Amravati’s Allegiance Anarchy

Amravati

With barely 48 hours left before Maharashtra heads to the polls, the poll drama and chaos in the Assembly segments in Amravati district in western Vidarbha seems to be far from over.


The shifting of allegiances has never been more intense – or confusing – than in Amravati, traditionally a Congress stronghold. This segment will see a high-stakes contest on November 20 between Sulbha Khodke, the former Congress MLA now aligned with Ajit Pawar’s ruling Nationalist Congress Party (NCP), and two familiar rivals: Sunil Deshmukh of the Congress who is running as the MVA’s candidate, and Jagdish Gupta, a former BJP leader now contesting as an independent.


A month ago, the miffed Congress high command, aware of Khodke’s dalliance with the NCP, had expelled her for anti-party activities. In the last election, Khodke defeated Sunil Deshmukh (then BJP) by over 18,000 votes. Now with Khodke turning her coat, the Congress will be keen to wrest back this seat. With Deshmukh returning to Congress after a 15-yearyear hiatus and a renewed focus on caste-based mobilization, the contest promises to be a fiercely fought one.

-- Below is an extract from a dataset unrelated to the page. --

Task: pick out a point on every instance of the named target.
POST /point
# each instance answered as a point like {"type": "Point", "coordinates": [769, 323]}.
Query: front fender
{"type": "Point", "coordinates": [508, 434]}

The situation is complicated by the presence of Gupta, who is running as an independent after leaving the BJP. Gupta’s decision to contest as an independent adds an extra layer of uncertainty to the race, as he brings with him a significant political following from his time in the BJP. The division of anti-establishment votes could be decisive, with Gupta positioning himself as an alternative to both the BJP and Congress.


Congress’s strategy in Amravati is to lean on its traditional strength which is its deep network of loyalists and activists. The party’s candidates, including former women and child development minister Yashomati Thakur, have substantial local clout. Thakur’s dominance in the Teosa Assembly segment, her stronghold, makes her candidacy a prestige battle for the party (and the MVA).


She has won the seat in successive elections since 2009, fending off challenges even during the Modi wave of 2014. Yet, in the current climate, her position is far from secure. BJP’s candidate Rajesh Wankhade, a former Shiv Sena man, is an experienced challenger, and his move to the BJP has strengthened his position. Congress will need to overcome internal divisions and ensure voter turnout to hold on to this vital seat.


Amravati’s political contest is, at its core, a battle over caste and community dynamics. The constituency is largely rural, with significant representation from the Kunbi, Mali, and Muslim communities. These voters, combined with the Dhangar and Teli communities, represent a broad cross-section of the electorate, and their voting behavior will be crucial in determining the outcome.


For Congress, the key to victory in Amravati and other segments will be its ability to woo the Kunbi and Muslim voters. The BJP’s success will depend not just on its ability to retain urban support but also on its appeal to rural voters, particularly those from the Teli and Dhangar communities.


No campaign in Amravati is complete without a touch of drama on part of the Rana family. This was supplied in due part by BJP leader and former MP Navneet Rana, whose campaign event for Yuva Swabhiman Party candidate for the Daryapur seat, Ramesh Bundile, was marred by violence.


Chairs were thrown at Rana after she finished speaking, promoting her to file a police complaint alleging that individuals from a particular community had disrupted the rally. The episode was symptomatic of the heightened emotions surrounding contests in Amravati, where the stakes are high, and the political climate is boiling despite the winter season.